A couple years ago, I set up a booth at a flea market in order to get rid of a huge number of comic books. I wasn't giving up the medium or anything like that but was instead trying to clear house of a good deal of comics that I'd acquired during a comic shop's going out of business sale in the mid-90s. The comics were mostly published by the now-defunct Malibu Comics and were published during the 1990s, easily one of the lowest points in comic book publishing history. I just wanted them off my hands.
I was struck by a hostility from older people at what I was selling. I kept hearing, "You know, these things will rot your brains" being said by grown men in a serious tone of voice. At the time I thought they were just "old," but in retrospect most of these nervous pervises were Baby Boomers. They were kids during the Red Scare, which was also a time when comic books were tackled by demagogic lawmakers and imposed with a rating system called the Comics Code Authority. (While mainstream publishers like Marvel Comics have abandoned the Comics Code, it can still be found on the covers of Archie Comics.)
In a recent Reason magazine article, writer Brian Doherty reviewed the book The Ten Cent Plague: The Great Comic-Book Scare and How it Changed America by David Hajdu.
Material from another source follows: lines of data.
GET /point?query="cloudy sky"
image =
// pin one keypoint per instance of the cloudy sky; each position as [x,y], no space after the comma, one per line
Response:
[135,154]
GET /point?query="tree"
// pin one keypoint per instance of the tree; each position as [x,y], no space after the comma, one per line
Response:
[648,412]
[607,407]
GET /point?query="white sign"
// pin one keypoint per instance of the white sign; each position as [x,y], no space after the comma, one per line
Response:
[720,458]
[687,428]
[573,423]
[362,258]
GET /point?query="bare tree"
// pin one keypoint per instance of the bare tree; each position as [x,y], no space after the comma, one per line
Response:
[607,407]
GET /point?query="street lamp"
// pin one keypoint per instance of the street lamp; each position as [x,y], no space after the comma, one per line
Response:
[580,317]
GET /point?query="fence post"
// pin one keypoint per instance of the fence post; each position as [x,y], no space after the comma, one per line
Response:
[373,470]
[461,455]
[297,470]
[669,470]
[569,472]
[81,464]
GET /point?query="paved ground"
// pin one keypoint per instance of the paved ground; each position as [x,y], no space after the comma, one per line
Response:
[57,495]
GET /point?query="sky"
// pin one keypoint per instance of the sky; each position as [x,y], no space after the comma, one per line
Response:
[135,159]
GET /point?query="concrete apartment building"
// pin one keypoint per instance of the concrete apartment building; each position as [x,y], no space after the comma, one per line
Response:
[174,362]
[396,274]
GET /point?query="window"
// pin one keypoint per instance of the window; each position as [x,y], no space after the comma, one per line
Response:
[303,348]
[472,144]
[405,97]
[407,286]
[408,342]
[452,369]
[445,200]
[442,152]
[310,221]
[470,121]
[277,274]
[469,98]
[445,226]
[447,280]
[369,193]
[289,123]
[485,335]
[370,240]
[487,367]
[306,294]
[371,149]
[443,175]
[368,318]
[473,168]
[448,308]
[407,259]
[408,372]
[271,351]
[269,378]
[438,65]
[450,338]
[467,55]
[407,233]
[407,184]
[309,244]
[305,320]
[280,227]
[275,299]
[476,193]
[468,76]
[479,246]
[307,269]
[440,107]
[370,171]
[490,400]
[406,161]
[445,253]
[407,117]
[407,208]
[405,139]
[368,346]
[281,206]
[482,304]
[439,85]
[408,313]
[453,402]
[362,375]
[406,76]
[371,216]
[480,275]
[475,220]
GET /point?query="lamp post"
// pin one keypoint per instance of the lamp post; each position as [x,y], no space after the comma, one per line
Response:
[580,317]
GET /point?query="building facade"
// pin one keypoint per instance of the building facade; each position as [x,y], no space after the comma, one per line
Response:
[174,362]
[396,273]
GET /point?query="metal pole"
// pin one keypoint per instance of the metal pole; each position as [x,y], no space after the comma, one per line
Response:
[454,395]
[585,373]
Doherty writes that Hajdu argues that the comic book genre was subjected to a witch hunt by lawmakers, churches and academics comparable to the ones that took on Elvis Presley and communists. Hajdu's argument makes sense in explaining why so many Baby Boomers were getting freaked out about the comic books I was selling at that flea market. The book describes kids that beat up other kids who were caught with comic books. Were some of those bullies at that flea market?
Doherty notes that this may not seem relevant to the average reader but it should. Similar assaults have been made on music and video games and will likely continue towards new entertainment mediums in the future. Recall Tipper Gore, the wife of former presidential candidate Al Gore, and her Parents Music Resource Center or Hillary Clinton's efforts to legislate against violent video games.
Comic book companies are still being assaulted by moralist authoritarians in this country, and organizations like the Comic Book Legal Defense Fund have been set up to aid poor comic book creators that are defending themselves in court against bullying censors. While there are a few pretty racy comic books out there (both in regards to sexual and violent content), comic book publishers do a pretty good job of making it evident on the cover. Marvel has many "All Ages" lines that are tame and fine for little kids. In contrast to that, they have also set up a line called "MAX" that is clearly aimed at teenage and older readers. Comics that don't fall into those lines but have mature or older content are usually labeled as such. Like any medium, be it video games or movies, what ends up in the hands of kids falls down to the individual parent or guardian who is buying it or the retailer who is selling it, and not the publisher, who has little control over where their comics end up.